Implementation of the cloud-based Quadient customer journey mapping system will enable British Gas to create and manage in-depth what Quadient describes as “intelligent journey maps”. These are used to visualise the customer journey, help in the orchestration of customer communications and enable British Gas to provide insights into customer satisfaction levels and business impact at each touchpoint.
“Without the right tools in place, attempting to transform communications and the entire customer experience could prove painful, as multiple issues could have come to the fore,” said Adam Firbank, journey practice lead, customer communications, at British Gas. “The insight and the vision that Quadient’s customer journey maps gave us have made us stop and completely rethink everything. It enables us to create an exemplary 21st century customer experience.”
British Gas said it has mapped all “current state” customer journeys across its business, from new customer queries to home engineer visits to service upgrades. Pain points and preferences along each of these paths have been identified, and existing communications have been personalised and aligned in real time, and are now in a position to entirely transform customer experience.
British Gas has used Quadient’s Inspire product for a number of years to consolidate, streamline and distribute more than 4,000 different pieces of personalised and compliant communications to its customers. By integrating Quadient customer journey mapping to extend the capabilities of Quadient Inspire, the utility firm aims to strengthen trust and satisfaction throughout the customer lifecycle by ensuring that customers receive the right communication, through the right channel, at the right point in their journey.
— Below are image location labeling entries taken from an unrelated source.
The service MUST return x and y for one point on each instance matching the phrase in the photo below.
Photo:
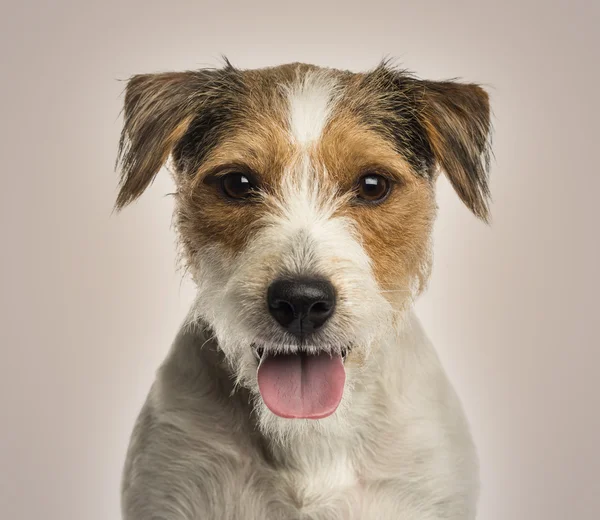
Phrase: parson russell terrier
(301, 385)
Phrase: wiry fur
(398, 446)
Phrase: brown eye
(373, 188)
(237, 186)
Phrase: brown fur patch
(395, 232)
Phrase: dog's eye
(237, 186)
(373, 188)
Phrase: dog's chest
(323, 485)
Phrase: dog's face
(305, 201)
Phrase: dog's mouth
(304, 384)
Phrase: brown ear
(157, 112)
(456, 118)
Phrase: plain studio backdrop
(90, 301)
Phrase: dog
(301, 384)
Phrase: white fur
(311, 101)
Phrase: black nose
(302, 305)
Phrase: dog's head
(304, 205)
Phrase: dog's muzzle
(303, 381)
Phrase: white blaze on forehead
(311, 100)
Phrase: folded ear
(456, 118)
(158, 110)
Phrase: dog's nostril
(301, 305)
(282, 311)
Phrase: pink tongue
(302, 386)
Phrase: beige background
(90, 301)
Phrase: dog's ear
(158, 110)
(456, 118)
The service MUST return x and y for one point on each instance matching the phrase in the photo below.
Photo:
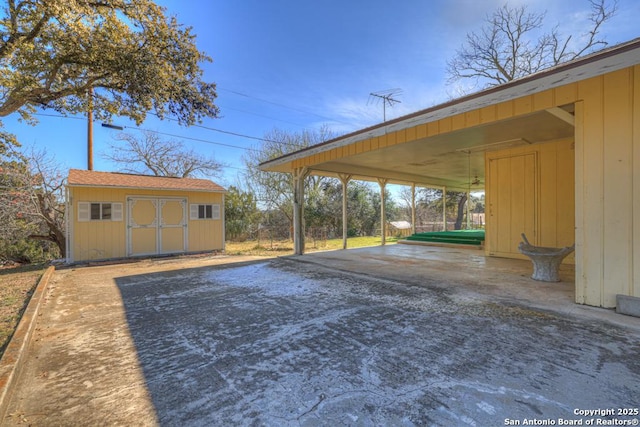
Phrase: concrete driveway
(396, 335)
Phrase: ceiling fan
(475, 181)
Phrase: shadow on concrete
(285, 342)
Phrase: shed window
(204, 212)
(99, 211)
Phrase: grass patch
(16, 287)
(285, 247)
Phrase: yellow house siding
(530, 190)
(607, 200)
(618, 180)
(634, 288)
(93, 240)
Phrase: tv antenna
(387, 97)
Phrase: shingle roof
(85, 178)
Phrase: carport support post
(344, 179)
(383, 222)
(299, 176)
(444, 208)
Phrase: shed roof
(85, 178)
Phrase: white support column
(298, 210)
(444, 208)
(383, 221)
(344, 179)
(413, 208)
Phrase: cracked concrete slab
(338, 338)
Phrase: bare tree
(153, 155)
(512, 44)
(276, 189)
(32, 199)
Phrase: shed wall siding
(94, 240)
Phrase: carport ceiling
(451, 159)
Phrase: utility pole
(387, 97)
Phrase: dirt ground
(338, 338)
(16, 286)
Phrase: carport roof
(85, 178)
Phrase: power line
(279, 105)
(186, 137)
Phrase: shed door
(512, 205)
(156, 226)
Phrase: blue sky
(296, 64)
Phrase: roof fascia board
(199, 190)
(624, 56)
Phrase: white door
(156, 226)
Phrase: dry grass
(16, 287)
(285, 247)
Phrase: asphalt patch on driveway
(283, 342)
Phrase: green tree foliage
(52, 52)
(513, 44)
(241, 213)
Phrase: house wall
(94, 240)
(536, 197)
(608, 187)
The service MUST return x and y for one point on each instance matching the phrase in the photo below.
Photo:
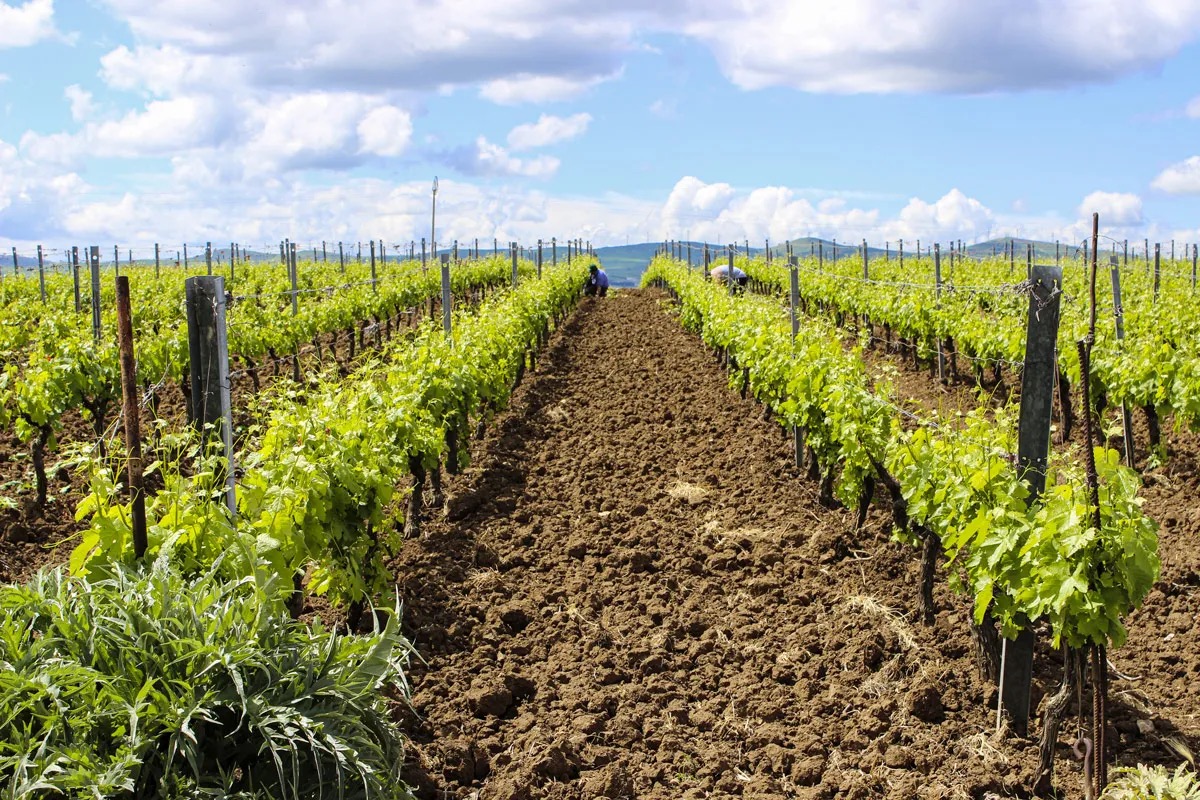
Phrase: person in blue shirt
(720, 275)
(598, 282)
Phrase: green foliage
(1144, 782)
(145, 684)
(1021, 563)
(321, 491)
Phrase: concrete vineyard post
(75, 277)
(1119, 323)
(373, 284)
(130, 415)
(94, 263)
(1158, 254)
(937, 298)
(447, 298)
(793, 305)
(1033, 450)
(729, 276)
(209, 368)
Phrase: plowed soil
(635, 595)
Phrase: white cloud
(876, 46)
(547, 130)
(82, 102)
(493, 160)
(162, 128)
(539, 89)
(663, 108)
(168, 70)
(1116, 209)
(25, 24)
(385, 131)
(1180, 179)
(953, 215)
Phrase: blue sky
(130, 121)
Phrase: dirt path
(636, 597)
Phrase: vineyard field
(636, 595)
(631, 590)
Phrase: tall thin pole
(433, 223)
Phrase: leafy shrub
(145, 684)
(1152, 783)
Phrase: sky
(137, 121)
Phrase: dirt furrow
(635, 596)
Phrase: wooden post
(209, 367)
(1033, 450)
(75, 277)
(1119, 322)
(131, 417)
(95, 292)
(448, 299)
(937, 298)
(41, 274)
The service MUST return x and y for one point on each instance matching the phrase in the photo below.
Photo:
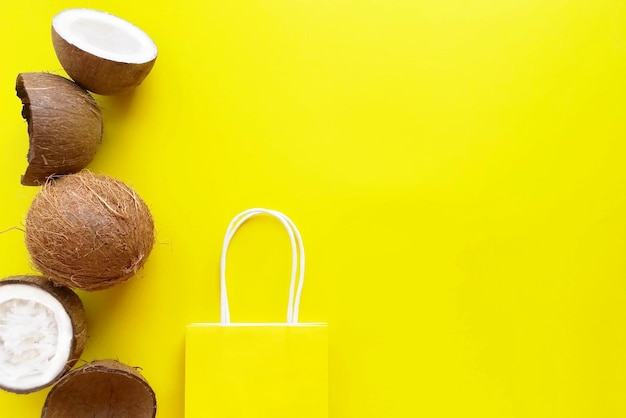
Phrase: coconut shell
(102, 388)
(64, 125)
(97, 74)
(74, 308)
(88, 231)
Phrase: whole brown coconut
(102, 388)
(102, 52)
(88, 231)
(42, 332)
(64, 125)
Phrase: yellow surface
(456, 168)
(256, 371)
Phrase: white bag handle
(297, 269)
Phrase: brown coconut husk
(64, 126)
(102, 388)
(88, 231)
(75, 310)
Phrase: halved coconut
(64, 125)
(102, 388)
(101, 52)
(42, 332)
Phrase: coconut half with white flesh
(42, 332)
(102, 52)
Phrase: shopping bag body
(256, 371)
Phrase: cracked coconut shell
(88, 231)
(102, 388)
(64, 126)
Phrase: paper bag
(258, 370)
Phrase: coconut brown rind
(64, 126)
(96, 74)
(74, 308)
(104, 388)
(88, 231)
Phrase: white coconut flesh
(105, 35)
(36, 336)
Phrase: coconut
(64, 125)
(42, 332)
(102, 388)
(88, 231)
(101, 52)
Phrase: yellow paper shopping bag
(258, 370)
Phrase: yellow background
(456, 168)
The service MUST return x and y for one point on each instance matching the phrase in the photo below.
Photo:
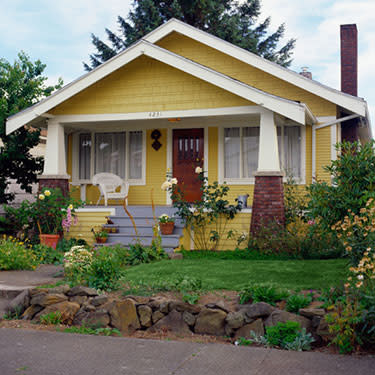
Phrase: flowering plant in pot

According to analyst IDC, “contactless” experience has risen in demand due to the need to conduct business in a safe, socially distanced environment. Data published by IDC has found that 31% of IT leaders plan to permanently redesign their customer experiences to include contactless options and 38.5% expect to invest in dedicated health/security apps for employee communications.
In its Worldwide customer communications management software forecast 2020 to 2024 report, analyst Marci Maddox, research director, IDC’s enterprise content strategies research programme, wrote: “The adoption of CCM software, especially interactive communication deployed in the cloud, was on a positive trajectory prior to the Covid-19 impacts in 2020.
“Despite setbacks, organisations will adopt a broader cloud-first CCM strategy to future-proof business continuity and the ability to communicate with internal and external audiences in times of crisis. Covid-19 exposed the need for consistent, timely and channel-aware communications, designed collaboratively across hybrid work environments and reimagined in new contactless forms.”
Although CCM applications have traditionally delivered operational and interactive correspondence to external audiences, IDC said a centralised communications approach would benefit internal recipients with the same level of consistency, timeliness and channel preference found in external communications.